Bardzo narażone na przemoc seksualną są nastolatki. Dzielenie się z nimi informacjami o molestowaniu może nie być łatwe, m.in. dlatego, że wierzą, iż mogą ochronić się samodzielnie i nie potrzebują pomocy. W potrzebie zwracają się raczej do rówieśników, nie zdając sobie sprawy, że od nich mogą wprawdzie uzyskać zrozumienie i wsparcie, ale nie konkretne działanie zapewniające bezpieczeństwo. Młodych ludzi trzeba na to uwrażliwić. Pomagajmy im więc, by czuli się dobrze sami ze sobą, by ufali swojej intuicji, podpowiadającej im, że postępują właściwie. Nie stresujmy stwierdzeniami, że dorosły ma zawsze rację. Wtedy łatwiej im będzie zwrócić się o pomoc.
Wychowawca czy rodzic podczas takich rozmów może podsuwać wiele sytuacji i rozwiązań, by dowiedzieć się, co dziecko czuje, myśli na ten temat i by nauczyć je różnych bezpiecznych zachowań. Bardzo ważnym aspektem komunikacji jest respekt dla uczuć i myśli dziecka.
Działania profilaktyczne i pomoc osobom zagrożonym utrudnione są przez wszechobecne mity społeczne, usprawiedliwiające sprawcę i oskarżające ofiarę. Podczas zajęć profilaktycznych należy uczyć dziecko, jak ma reagować na manipulacje sprawcy i poszukiwać argumentów podważających mity społeczne. Celem ma być zmiana zachowania i sposobu myślenia dziecka w relacji z zagrażającym dorosłym, likwidacja mitów, a zwłaszcza zmiana postaw dorosłych z dysfunkcyjnych na konstruktywne, ponieważ to byłoby działaniem najskuteczniejszym.
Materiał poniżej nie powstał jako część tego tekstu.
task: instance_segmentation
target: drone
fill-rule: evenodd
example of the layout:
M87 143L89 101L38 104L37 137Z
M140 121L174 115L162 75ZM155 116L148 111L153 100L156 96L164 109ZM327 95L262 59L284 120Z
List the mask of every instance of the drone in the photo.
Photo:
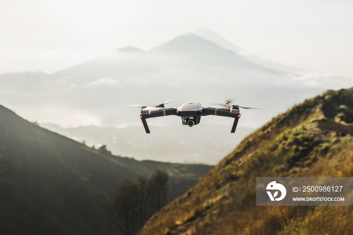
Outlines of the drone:
M243 107L236 105L231 103L231 100L227 100L224 104L214 104L217 105L222 106L222 108L216 108L212 107L204 108L201 106L200 103L185 103L182 106L177 108L165 108L164 104L170 103L172 101L168 100L161 104L153 106L147 106L140 105L139 104L134 104L132 106L134 107L140 107L141 108L141 115L140 118L142 121L142 124L145 128L146 133L150 133L150 129L148 128L147 122L146 120L151 118L157 118L158 116L169 116L170 115L175 115L182 118L182 123L183 125L188 125L190 127L193 127L200 123L202 116L208 116L209 115L214 115L215 116L228 116L234 118L234 122L230 131L231 133L236 132L237 125L238 121L241 116L239 108L245 109L257 108L249 107Z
Gdy dziecko zostało wykorzystane
Wychowawca, nauczyciel, pedagog i rodzic mają wierzyć dziecku, jeżeli mówi, że doszło do intymnego dotyku. Gdy dziecko próbuje powiedzieć o doznawanej przemocy, wspominając o nieprzyjemnych grach lub opowiadając dziwne historie o krzywdzonej koleżance, musimy dopytać o więcej. Opiekun powinien nauczyć się rozpoznawania przemocy seksualnej i jej sygnałów. Ważne jest, aby dziecko miało kilku zaufanych dorosłych, do których może się zwrócić, aby porozmawiać o kłopotach. Ich podstawowym zadaniem jest chronić dziecko, a nie sprawcę, bo bez ich pomocy nie ma ono szans na bezpieczeństwo. Konstruktywne wsparcie okazane dziecku pozwoli znacznie zmniejszyć konsekwencje doznanej przemocy seksualnej, gdyby takowa miała miejsce w przyszłości. Wsparcie jest więc profilaktyką zapobiegającą nasilaniu się negatywnych objawów w aktualnym i przyszłym życiu dziecka.
Najważniejszą i najskuteczniejszą profilaktyką jest okazywanie dziecku miłości, ciepła i zainteresowania przez rodzinę oraz dużej życzliwości przez inne osoby, uczestniczące w jego kształceniu i wychowaniu. Uczmy rodziców, aby przytulali (dobry dotyk) swoje pociechy, zaspokajając ich potrzeby: bycia kochanym, ważnym, zauważonym i szanowanym. W taki sposób zyskamy zaufanie dzieci. W sytuacji zagrożenia ze strony niebezpiecznej osoby odważniej będą mówiły NIE i szukały u nas pomocy.